The Ask Mammy column is open to anyone who’d like to seek out Mammy’s advice on personal problems, relationships, sex, infidelity, anal rape, teens, family, even problems at work or school. The National Report will not use your real name in the column if your question is published, nor will we give out your email or any personal information to protect the privacy of our readers. (due to the large number of submissions not all questions will be answered).

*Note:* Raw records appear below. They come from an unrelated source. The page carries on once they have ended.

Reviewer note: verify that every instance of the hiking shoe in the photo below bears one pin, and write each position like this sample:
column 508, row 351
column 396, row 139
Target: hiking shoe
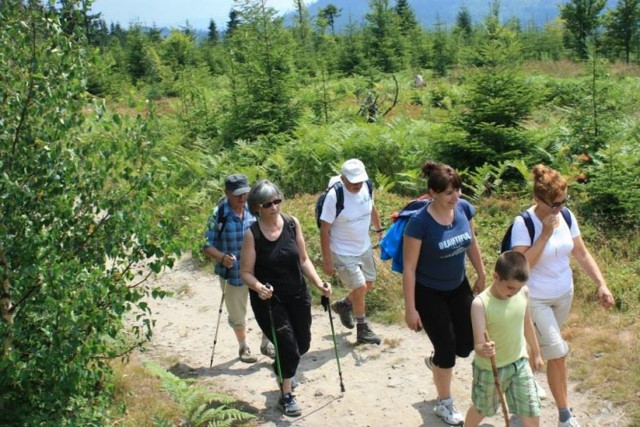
column 268, row 349
column 571, row 422
column 343, row 309
column 246, row 356
column 429, row 361
column 449, row 414
column 366, row 335
column 289, row 406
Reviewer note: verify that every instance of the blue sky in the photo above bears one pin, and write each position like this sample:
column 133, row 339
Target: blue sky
column 173, row 13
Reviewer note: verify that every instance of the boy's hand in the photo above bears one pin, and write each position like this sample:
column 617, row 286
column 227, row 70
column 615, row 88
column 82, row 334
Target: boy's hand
column 485, row 349
column 413, row 320
column 536, row 363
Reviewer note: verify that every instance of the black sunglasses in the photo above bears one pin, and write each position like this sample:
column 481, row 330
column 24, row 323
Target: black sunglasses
column 271, row 203
column 556, row 205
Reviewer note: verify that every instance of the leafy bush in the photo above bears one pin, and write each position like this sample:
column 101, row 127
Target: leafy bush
column 81, row 226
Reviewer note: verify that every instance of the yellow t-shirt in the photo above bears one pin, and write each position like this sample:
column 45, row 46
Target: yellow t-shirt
column 505, row 325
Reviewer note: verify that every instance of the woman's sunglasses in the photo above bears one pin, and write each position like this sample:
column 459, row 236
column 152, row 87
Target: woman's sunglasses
column 271, row 203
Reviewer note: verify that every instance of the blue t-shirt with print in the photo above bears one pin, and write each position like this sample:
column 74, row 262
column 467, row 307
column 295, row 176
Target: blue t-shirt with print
column 441, row 263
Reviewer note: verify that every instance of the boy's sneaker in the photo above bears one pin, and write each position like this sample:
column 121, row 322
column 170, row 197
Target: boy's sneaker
column 246, row 356
column 343, row 309
column 289, row 406
column 571, row 422
column 366, row 335
column 268, row 349
column 449, row 414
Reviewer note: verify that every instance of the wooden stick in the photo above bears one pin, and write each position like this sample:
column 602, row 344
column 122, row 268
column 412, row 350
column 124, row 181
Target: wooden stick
column 496, row 381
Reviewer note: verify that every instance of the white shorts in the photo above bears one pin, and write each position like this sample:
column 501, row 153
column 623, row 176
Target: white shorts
column 355, row 271
column 235, row 299
column 548, row 317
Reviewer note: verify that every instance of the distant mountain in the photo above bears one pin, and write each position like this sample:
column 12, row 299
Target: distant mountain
column 428, row 12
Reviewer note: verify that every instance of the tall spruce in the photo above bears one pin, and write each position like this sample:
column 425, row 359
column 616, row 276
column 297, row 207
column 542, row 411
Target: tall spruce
column 581, row 18
column 78, row 214
column 264, row 84
column 382, row 37
column 212, row 33
column 464, row 23
column 407, row 17
column 330, row 13
column 623, row 26
column 499, row 102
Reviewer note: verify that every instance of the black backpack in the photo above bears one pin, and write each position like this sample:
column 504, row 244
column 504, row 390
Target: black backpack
column 339, row 198
column 221, row 218
column 505, row 245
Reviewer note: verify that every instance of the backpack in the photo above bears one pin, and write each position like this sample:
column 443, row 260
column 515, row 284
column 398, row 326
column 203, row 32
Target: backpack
column 221, row 218
column 505, row 245
column 339, row 188
column 391, row 243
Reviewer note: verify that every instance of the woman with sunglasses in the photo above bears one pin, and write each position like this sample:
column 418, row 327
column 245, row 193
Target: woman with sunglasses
column 273, row 262
column 551, row 281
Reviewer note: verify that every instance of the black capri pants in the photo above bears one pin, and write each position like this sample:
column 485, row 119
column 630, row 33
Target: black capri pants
column 446, row 318
column 292, row 318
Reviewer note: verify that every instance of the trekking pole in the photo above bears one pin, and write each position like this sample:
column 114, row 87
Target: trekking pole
column 275, row 341
column 496, row 381
column 326, row 304
column 215, row 337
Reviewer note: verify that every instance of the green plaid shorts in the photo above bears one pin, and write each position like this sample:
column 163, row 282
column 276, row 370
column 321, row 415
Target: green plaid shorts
column 518, row 385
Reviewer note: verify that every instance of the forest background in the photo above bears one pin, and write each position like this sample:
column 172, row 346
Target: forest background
column 114, row 143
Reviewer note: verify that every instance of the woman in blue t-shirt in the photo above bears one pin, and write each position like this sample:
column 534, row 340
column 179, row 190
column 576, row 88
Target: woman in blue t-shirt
column 437, row 294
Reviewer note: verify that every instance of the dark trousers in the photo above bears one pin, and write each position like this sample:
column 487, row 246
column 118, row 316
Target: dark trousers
column 446, row 318
column 292, row 318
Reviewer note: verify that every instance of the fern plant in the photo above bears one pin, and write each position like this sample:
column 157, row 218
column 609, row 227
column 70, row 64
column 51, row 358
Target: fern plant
column 200, row 406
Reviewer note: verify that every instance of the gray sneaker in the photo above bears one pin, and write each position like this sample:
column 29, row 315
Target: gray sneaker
column 366, row 335
column 289, row 406
column 343, row 309
column 268, row 349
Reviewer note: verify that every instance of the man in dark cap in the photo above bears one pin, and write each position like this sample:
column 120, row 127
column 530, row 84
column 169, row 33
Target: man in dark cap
column 225, row 230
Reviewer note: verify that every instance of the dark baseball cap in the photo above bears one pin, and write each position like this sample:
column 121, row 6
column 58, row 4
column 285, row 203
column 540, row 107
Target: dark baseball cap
column 237, row 184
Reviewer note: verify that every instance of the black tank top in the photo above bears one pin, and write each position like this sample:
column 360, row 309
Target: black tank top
column 278, row 262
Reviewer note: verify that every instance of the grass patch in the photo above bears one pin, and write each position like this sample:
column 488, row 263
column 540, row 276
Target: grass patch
column 140, row 397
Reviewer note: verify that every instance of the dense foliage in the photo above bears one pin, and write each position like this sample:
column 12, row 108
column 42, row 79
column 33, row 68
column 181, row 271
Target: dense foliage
column 80, row 214
column 93, row 201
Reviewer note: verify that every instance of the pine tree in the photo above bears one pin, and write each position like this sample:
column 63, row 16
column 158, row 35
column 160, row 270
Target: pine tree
column 582, row 19
column 383, row 39
column 464, row 25
column 622, row 25
column 329, row 14
column 407, row 17
column 262, row 95
column 212, row 34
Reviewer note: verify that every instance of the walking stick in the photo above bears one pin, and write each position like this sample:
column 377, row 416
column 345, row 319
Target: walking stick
column 275, row 341
column 326, row 304
column 496, row 381
column 215, row 338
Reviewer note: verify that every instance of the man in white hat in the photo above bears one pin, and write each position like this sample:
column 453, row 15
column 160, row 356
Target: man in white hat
column 225, row 232
column 346, row 246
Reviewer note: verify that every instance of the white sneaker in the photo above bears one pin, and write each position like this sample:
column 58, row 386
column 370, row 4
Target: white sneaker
column 571, row 422
column 449, row 414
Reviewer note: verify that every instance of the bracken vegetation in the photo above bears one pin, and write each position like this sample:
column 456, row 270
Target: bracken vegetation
column 114, row 143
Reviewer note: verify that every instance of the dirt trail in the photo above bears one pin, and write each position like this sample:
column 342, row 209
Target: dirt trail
column 386, row 385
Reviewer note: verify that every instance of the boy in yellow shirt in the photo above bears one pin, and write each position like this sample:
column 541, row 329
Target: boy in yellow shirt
column 502, row 310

Contact Mammy and send your questions to: firstname.lastname@example.org
Dear Mammy, My only son will be marrying his partner this weekend. It will be a small, intimate affair. In order to save some money on a fancy rehearsal dinner, he asked that I make my “famous” spaghetti and meatballs at my home. He’s been bragging about my ‘delicious, made from scratch’ pasta noodles to his guests, but he doesn’t know… it’s all a lie! For all these years I’ve secretly been using Barilla pastas, and calling them my own. He’ll know if I change it up. But if he finds out I’m feeding his entire homosexual wedding party anti-gay pastas….he might never talk to me again! What should I do?! Guilty Conscience in Connecticut
Dear Guilty, First of all, congrats to those two pickle kissers. I love the gays! Now, down to business…I suggest you keep your mouth shut and bury those Barilla boxes deep in the trash! As mothers, we all have our little secrets. Some mothers secretly read their children’s diaries. Others sneak out of bed at 3am to eat a ham sandwich alone in the dead of night while crying at the comment her husband made at dinner in regards to her recent weight gain. I digress: Serve up the food that your son has grown to love and crave, but for the love of God, do not leave any evidence behind! Homos are not only fashionable, sexy bitches, but they can be dramatic and short tempered! The slightest change in room temperature or finding out they’re eating homophobic pasta could set them off into a rampage of eye rolls, aggressive finger snaps and angry sashaying away!! Good luck and stay safe!
Dear Mammy, My neighbor keeps exposing himself, but only when I harvest my cucumbers. I’ve tried calling the police, but he is always clothed when they arrive and it’s his word against mine. I feel so violated. What can I do? Violated Veggies in Virginia
Dear Violated, Stop being so selfish! Perhaps he feels left out since he doesn’t have a cucumber patch to harvest as well. Think outside the box. If his penis is erect, you can always hang your sun hat on it while you wipe the sweat from your brow. If he is fondling it while exposing himself to you, then I say take a break from gardening, sip your iced tea and enjoy the show. Make sure he finishes while in the garden. You know, semen is a wonderful, organic nutrient that helps stimulate plant growth. When life hands you lemons, fertilize your garden with it. In the case that you wish to avoid him, then just install a fence. Prude!
Dear Mammy, In this day and age of computers, cell phones and cable tv… how can I keep my 12 year old, die hard Hanna Montana loving tweener from seeing what has become of Miley Cyrus? She is hardly a role model advocating marijuana use and dressing provocatively while grinding her chicken cutlet looking ass up against men’s crotches. I do NOT want to be the parent whose daughter is suspended for twerking , smoking dope or roaming the halls with her tongue hanging out of her mouth. I can only shield her innocent eyes for so long….help! Terrified of Twerking in Tennessee
Dear Terrified, Let’s give credit where credit is due… Miley has been working overtime to shed her Hanna Montana image. Her musical career is evolving as is her image. She is quickly turning into a young whorish woman. Your daughter will do the same thing when she is 18 years old (if she waits that long) and off to college, away from your watchful eyes. She’ll gain her Freshman 15… pounds in semen. Sophomore year she’ll be popular at frat parties, doing keg stands while wearing a skirt and no panties. She’ll barely make it through Junior year in a total blackout, having smoked and snorted every drug possible. Senior year she’ll be the school’s Beer Pong champ… famous for her accuracy when using her vagina to shoot the balls across the table. You see, things will get worse whether you allow her to follow Miley or not. So stop worrying about the inevitable and enjoy her sweet innocence now because like most kids today, she’ll turn out to be a real self loathing, entitled whore!